I've been using py4j to build a user-friendly Python library around a less user-friendly Java library. For the most part, this has been a breeze, and py4j has been a great tool. However, I've come across a snag when sending matrices between Python and Java.
Specifically, I have a static function in java that accepts, as its arguments, an integer matrix:
public class MyClass {
// ...
public static MyObject create(int[][] matrix) {
// ...
}
}
I'd like to be able to call this from Py4j like so:
def create_java_object(numpy_matrix):
# <code here checks that numpy_matrix is a (3 x n) integer matrix>
# ...
return java_instance.jvm.my.namespace.MyClass.create(numpy_matrix)
This doesn't work, which isn't too surprising, nor does it work if the numpy_matrix
is instead converted to a list of plain python lists. I had expected that the solution would be to construct a java array and transfer the data over prior to the function call:
def create_java_object(numpy_matrix):
# <code here checks that numpy_matrix is a (3 x n) integer matrix>
# ...
java_matrix = java_instance.new_array(java_instance.jvm.int, 3, n)
for i in range(numpy_matrix.shape[1]):
java_matrix[0][i] = int(numpy_matrix[0, i])
java_matrix[1][i] = int(numpy_matrix[1, i])
java_matrix[2][i] = int(numpy_matrix[2, i])
return java_instance.jvm.my.namespace.MyClass.create(java_matrix)
Now, this code runs correctly. However, it requires approximately two minutes to run. The matrices I'm working with, by the way, are on the order of (3 x ~300,000) elements.
Is there a canonical way to do this in Py4j that doesn't require incredible amounts of time just to convert a matrix? I don't mind it taking a second or two, but this is far too slow. If Py4j isn't setup for this kind of communication, is there a Java interop library for Python that is?
Note: The Java library treats the int[][]
matrix as an immutable array; i.e., it never attempts to modify it.
I found a solution for this particular case that works; though it is not terribly elegant:
Py4j supports efficiently passing a Python bytearray
object to Java as a byte[]
array.

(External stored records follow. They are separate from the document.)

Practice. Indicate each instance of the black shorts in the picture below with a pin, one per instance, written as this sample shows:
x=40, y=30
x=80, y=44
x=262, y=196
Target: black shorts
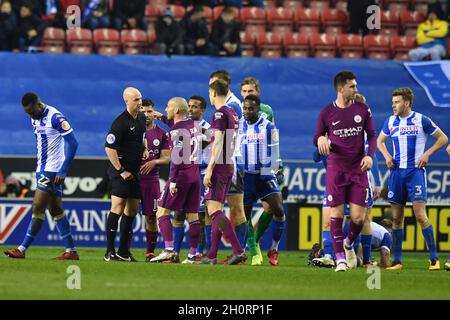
x=124, y=189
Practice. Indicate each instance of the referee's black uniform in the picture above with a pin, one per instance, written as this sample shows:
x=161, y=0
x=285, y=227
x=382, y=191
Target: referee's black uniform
x=126, y=137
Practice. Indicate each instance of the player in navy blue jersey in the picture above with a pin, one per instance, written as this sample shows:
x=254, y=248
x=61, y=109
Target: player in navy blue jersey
x=258, y=143
x=409, y=131
x=56, y=147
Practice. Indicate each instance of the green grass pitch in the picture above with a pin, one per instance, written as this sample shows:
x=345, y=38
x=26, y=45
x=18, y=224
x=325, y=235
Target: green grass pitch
x=38, y=277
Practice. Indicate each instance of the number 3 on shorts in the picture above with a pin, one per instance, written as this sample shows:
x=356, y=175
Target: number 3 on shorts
x=43, y=181
x=418, y=190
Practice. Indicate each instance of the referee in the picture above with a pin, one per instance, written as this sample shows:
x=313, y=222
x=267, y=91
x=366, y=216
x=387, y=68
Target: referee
x=125, y=150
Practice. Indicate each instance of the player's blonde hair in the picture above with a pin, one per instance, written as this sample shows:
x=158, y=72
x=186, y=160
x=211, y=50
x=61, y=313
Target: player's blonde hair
x=180, y=104
x=251, y=80
x=406, y=93
x=360, y=98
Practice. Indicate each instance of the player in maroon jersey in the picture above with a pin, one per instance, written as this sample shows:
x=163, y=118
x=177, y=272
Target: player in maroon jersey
x=182, y=190
x=340, y=136
x=219, y=173
x=157, y=144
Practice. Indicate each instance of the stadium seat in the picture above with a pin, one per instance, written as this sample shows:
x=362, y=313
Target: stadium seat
x=308, y=21
x=208, y=13
x=377, y=46
x=401, y=45
x=398, y=6
x=421, y=6
x=218, y=10
x=158, y=3
x=178, y=11
x=319, y=4
x=270, y=4
x=341, y=5
x=151, y=39
x=107, y=41
x=152, y=13
x=134, y=41
x=270, y=45
x=323, y=45
x=350, y=46
x=296, y=45
x=292, y=4
x=389, y=23
x=248, y=42
x=410, y=21
x=334, y=21
x=79, y=40
x=53, y=40
x=281, y=20
x=253, y=19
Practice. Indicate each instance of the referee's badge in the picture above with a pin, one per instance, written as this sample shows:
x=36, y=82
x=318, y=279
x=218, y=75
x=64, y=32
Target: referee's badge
x=65, y=125
x=275, y=135
x=110, y=138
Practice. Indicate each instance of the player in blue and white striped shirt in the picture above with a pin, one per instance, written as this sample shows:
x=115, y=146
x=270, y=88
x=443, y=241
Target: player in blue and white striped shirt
x=409, y=131
x=258, y=143
x=56, y=147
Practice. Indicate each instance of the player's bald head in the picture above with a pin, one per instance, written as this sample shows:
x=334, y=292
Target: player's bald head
x=180, y=104
x=131, y=93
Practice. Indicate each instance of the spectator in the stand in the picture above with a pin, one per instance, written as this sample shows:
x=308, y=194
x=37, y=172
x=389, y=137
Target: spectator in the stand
x=225, y=34
x=51, y=13
x=66, y=12
x=431, y=37
x=96, y=14
x=358, y=15
x=208, y=3
x=129, y=14
x=8, y=25
x=30, y=28
x=168, y=34
x=196, y=35
x=14, y=189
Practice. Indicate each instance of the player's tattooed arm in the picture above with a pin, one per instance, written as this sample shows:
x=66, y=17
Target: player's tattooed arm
x=381, y=144
x=215, y=152
x=147, y=167
x=114, y=159
x=441, y=140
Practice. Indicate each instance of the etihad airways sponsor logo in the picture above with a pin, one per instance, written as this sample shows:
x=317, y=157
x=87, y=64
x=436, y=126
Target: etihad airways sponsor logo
x=348, y=132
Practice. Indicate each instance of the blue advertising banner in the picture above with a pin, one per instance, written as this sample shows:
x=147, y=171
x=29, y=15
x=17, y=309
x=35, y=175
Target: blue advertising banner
x=88, y=219
x=434, y=77
x=306, y=181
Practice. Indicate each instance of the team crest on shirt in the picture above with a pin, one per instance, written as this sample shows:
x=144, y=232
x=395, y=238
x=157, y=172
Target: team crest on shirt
x=275, y=135
x=65, y=125
x=218, y=115
x=110, y=138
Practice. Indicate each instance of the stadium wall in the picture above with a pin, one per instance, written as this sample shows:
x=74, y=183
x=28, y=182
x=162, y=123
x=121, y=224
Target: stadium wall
x=304, y=223
x=88, y=90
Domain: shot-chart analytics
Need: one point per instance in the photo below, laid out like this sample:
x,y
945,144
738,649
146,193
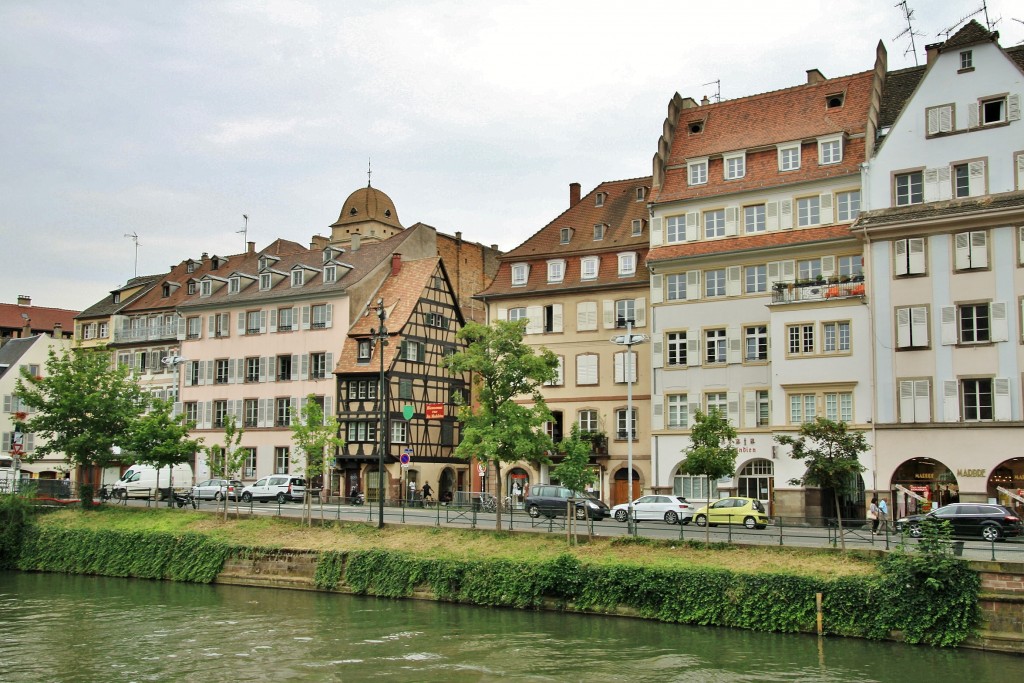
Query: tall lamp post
x,y
629,340
379,337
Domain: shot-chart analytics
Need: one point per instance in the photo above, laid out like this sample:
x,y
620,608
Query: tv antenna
x,y
908,31
718,88
245,232
134,238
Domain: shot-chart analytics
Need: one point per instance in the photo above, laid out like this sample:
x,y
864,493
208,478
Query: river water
x,y
86,629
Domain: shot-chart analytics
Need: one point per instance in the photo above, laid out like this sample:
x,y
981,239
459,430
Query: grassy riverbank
x,y
275,532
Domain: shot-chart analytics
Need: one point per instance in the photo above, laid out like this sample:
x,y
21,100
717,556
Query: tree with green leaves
x,y
505,421
711,453
574,472
316,436
227,460
160,439
83,407
832,453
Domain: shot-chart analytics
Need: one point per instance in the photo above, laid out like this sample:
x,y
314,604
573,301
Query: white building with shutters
x,y
945,256
757,284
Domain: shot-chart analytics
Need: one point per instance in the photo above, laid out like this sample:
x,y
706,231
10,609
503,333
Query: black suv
x,y
552,501
989,521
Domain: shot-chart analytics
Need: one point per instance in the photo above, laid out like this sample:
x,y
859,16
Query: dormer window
x,y
520,272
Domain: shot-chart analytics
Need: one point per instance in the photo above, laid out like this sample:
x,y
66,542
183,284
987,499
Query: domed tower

I worked around the problem by modifying the original library and my Python code.
The new Java code:
public class MyClass {
// ...
public static MyObject create(int[][] matrix) {
// ...
}
public static MyObject createFromPy4j(byte[] data) {
java.nio.ByteBuffer buf = java.nio.ByteBuffer.wrap(data);
int n = buf.getInt(), m = buf.getInt();
int[][] matrix = new int[n][m];
for (int i = 0; i < n; ++i)
for (int j = 0; j < m; ++j)
matrix[i][j] = buf.getInt();
return MyClass.create(matrix);
}
}
The new Python code:
def create_java_object(numpy_matrix):
header = array.array('i', list(numpy_matrix.shape))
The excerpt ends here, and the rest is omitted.